As the refractory assembling structure for the lid, as shown in FIG. 1, in addition to assembling the refractory block in an arched shape, a method of assembling the block by projecting a protrusion and fitting it in the radial direction. There is a method in which a plurality of ring-shaped independent arch portions are provided so that each independent arch portion is hung and combined from the upper side, and the like, and it can be formed according to the structure of the refractory material according to the carbon content of the refractory material.

[0021]

[Example] In a VOD facility used for secondary refining of molten steel at 160 t / charge, the carbon concentration in the steel bath is mainly from 0.10 wt% to 30
Vacuum decarburization up to ppm was performed. Here, for the ladle in the VOD equipment, the lid made of a refractory material having an arched structure shown in FIG. 1 was used. Table 1 shows the specifications of the lid and the carbon content of the MgO refractory material. Table 1 also shows the results of measuring the life until the refractory of the lid is removed and the average decarburization time of the decarburization treatment by performing the decarburization treatment using each lid.

[0022]

[Table 1]

It can be seen from Table 1 that the lid according to the present invention has a much longer life than the lid of the comparative example.

[0024]

According to the present invention, since the lid of the ladle is made of a refractory material having a carbon content of 5 wt% or more to improve the heat resistant spalling property, it is possible to provide a ladle lid having a long life. Also,
By constructing the lid with two types of refractory materials having different carbon contents, the heat resistant spalling resistance of the ladle lid could be improved without adversely affecting the decarburization treatment.

[Brief description of drawings]

FIG. 1 is a schematic view showing a ladle and a lid.

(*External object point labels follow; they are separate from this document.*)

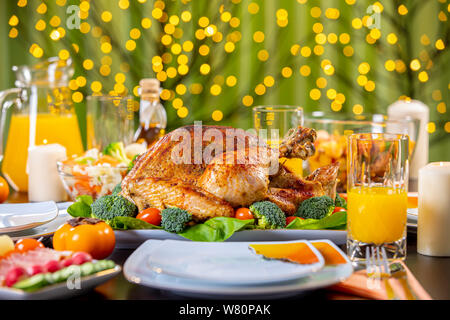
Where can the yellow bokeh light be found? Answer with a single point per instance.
(247, 101)
(423, 76)
(260, 89)
(389, 65)
(13, 33)
(415, 64)
(392, 38)
(231, 81)
(96, 86)
(217, 115)
(332, 13)
(364, 68)
(130, 45)
(362, 80)
(186, 16)
(205, 68)
(439, 44)
(321, 82)
(370, 86)
(77, 97)
(286, 72)
(305, 51)
(203, 22)
(135, 33)
(40, 25)
(42, 8)
(88, 64)
(357, 23)
(64, 54)
(269, 81)
(229, 47)
(358, 109)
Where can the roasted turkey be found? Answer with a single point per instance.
(210, 170)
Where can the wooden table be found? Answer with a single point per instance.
(432, 272)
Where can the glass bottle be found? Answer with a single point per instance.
(152, 115)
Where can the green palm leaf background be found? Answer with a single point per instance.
(217, 59)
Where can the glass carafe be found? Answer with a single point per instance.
(38, 111)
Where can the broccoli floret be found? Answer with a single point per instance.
(340, 202)
(117, 189)
(117, 151)
(269, 215)
(110, 206)
(174, 219)
(315, 208)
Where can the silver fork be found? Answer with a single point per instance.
(377, 269)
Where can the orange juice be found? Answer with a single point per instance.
(376, 214)
(50, 128)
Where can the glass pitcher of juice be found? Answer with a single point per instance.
(38, 111)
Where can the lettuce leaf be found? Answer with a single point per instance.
(216, 229)
(129, 223)
(82, 207)
(337, 220)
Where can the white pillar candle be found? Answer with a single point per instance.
(433, 227)
(414, 109)
(44, 183)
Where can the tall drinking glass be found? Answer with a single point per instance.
(276, 121)
(110, 119)
(377, 165)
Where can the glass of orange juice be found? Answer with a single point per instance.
(276, 121)
(377, 194)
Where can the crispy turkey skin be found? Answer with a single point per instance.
(210, 170)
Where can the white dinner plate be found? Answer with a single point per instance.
(130, 239)
(61, 290)
(22, 216)
(136, 270)
(225, 262)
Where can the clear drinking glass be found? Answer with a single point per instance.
(377, 166)
(109, 119)
(276, 121)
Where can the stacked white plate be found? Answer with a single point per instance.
(227, 270)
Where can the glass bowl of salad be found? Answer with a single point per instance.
(96, 173)
(332, 131)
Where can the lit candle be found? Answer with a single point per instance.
(433, 227)
(414, 109)
(44, 183)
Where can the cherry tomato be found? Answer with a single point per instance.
(24, 245)
(338, 209)
(87, 235)
(150, 215)
(243, 214)
(4, 190)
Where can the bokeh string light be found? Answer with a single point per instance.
(344, 61)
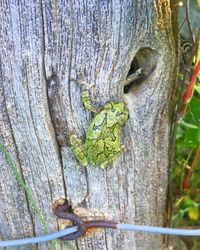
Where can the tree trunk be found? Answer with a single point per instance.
(46, 44)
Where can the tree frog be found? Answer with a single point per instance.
(102, 145)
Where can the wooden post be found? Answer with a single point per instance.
(46, 44)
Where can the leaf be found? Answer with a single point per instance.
(193, 213)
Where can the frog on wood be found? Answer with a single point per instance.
(103, 139)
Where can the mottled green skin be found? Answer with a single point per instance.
(103, 139)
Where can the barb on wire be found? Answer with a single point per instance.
(62, 212)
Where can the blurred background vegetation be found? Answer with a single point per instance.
(185, 176)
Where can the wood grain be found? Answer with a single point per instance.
(44, 46)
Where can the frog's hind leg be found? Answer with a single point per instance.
(79, 149)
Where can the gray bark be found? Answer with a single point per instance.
(45, 44)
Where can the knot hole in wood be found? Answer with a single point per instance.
(142, 66)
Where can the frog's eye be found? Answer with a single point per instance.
(107, 106)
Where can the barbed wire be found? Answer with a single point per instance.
(74, 232)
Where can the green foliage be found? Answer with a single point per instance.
(186, 172)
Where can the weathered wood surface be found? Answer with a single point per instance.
(44, 44)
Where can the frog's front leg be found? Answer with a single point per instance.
(112, 159)
(79, 149)
(87, 101)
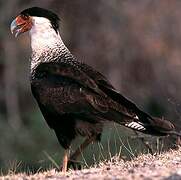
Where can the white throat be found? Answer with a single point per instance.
(43, 36)
(45, 42)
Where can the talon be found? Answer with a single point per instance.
(76, 165)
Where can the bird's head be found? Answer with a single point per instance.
(32, 17)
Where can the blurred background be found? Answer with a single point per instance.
(136, 44)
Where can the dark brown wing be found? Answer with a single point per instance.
(68, 89)
(87, 93)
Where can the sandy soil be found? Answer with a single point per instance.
(163, 166)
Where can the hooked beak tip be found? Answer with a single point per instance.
(14, 28)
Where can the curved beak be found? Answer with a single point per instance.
(15, 29)
(20, 25)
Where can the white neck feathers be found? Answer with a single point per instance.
(45, 42)
(43, 36)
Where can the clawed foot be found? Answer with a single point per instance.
(76, 165)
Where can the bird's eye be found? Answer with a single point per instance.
(25, 17)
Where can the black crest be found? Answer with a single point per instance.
(40, 12)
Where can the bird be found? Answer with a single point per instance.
(74, 98)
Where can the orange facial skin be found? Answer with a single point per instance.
(21, 24)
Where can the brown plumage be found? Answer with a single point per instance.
(74, 98)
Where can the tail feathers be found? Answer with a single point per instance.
(152, 126)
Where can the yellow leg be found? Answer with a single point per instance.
(65, 161)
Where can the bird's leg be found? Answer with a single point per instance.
(65, 161)
(72, 160)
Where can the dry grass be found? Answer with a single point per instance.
(162, 166)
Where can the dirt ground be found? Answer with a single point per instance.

FIG. 2 is a diagram showing a relationship between a carbon content of a refractory and a thermal shock resistance difference.

FIG. 3 is a diagram showing a relationship between a carbon content of a refractory material and a decarburization rate.

[Explanation of symbols]

 1 Lid 2 Ladle 3 Lance insertion hole 4 Metal frame 5 Inner peripheral part 6 Outer peripheral part

 ─────────────────────────────────────────────────── ─── Continuation of the front page (72) Inventor Sumio Yamada 1 Kawasaki-cho, Chuo-ku, Chiba-shi, Chiba Inside the Chiba Works, Kawasaki Steel Co., Ltd. (72) Toshio Kanaya 1 Kawasaki-cho, Chuo-ku, Chiba, Chiba Prefecture Kawasaki Chiba Steel Works, Ltd.

Claims (4)

[Claims] 1. A lid for a vacuum refining ladle, which is placed on a ladle for vacuum refining molten steel and is made of a refractory material containing 5 wt% or more of carbon. 2. The lid of a ladle for vacuum refining according to claim 1, wherein the carbon content of the refractory material is 20 wt% or less. 3. A disk-shaped lid placed on a ladle used for vacuum refining molten steel, wherein the peripheral portion of the insertion hole of the upper blowing lance is made of a refractory material having a carbon content of 5 wt% or more. , The carbon content in the radially outer portion of the peripheral portion is 5
A lid for a vacuum refining ladle characterized by being formed from a refractory material of less than wt%. 4. A refractory having a carbon content of 5 wt% or more is arranged in a portion within 90% of the radius from the center of the lid in a radial direction, and a refractory having a carbon content of less than 5 wt% is arranged in the remaining portion. The lid of the ladle for vacuum refining according to claim 3.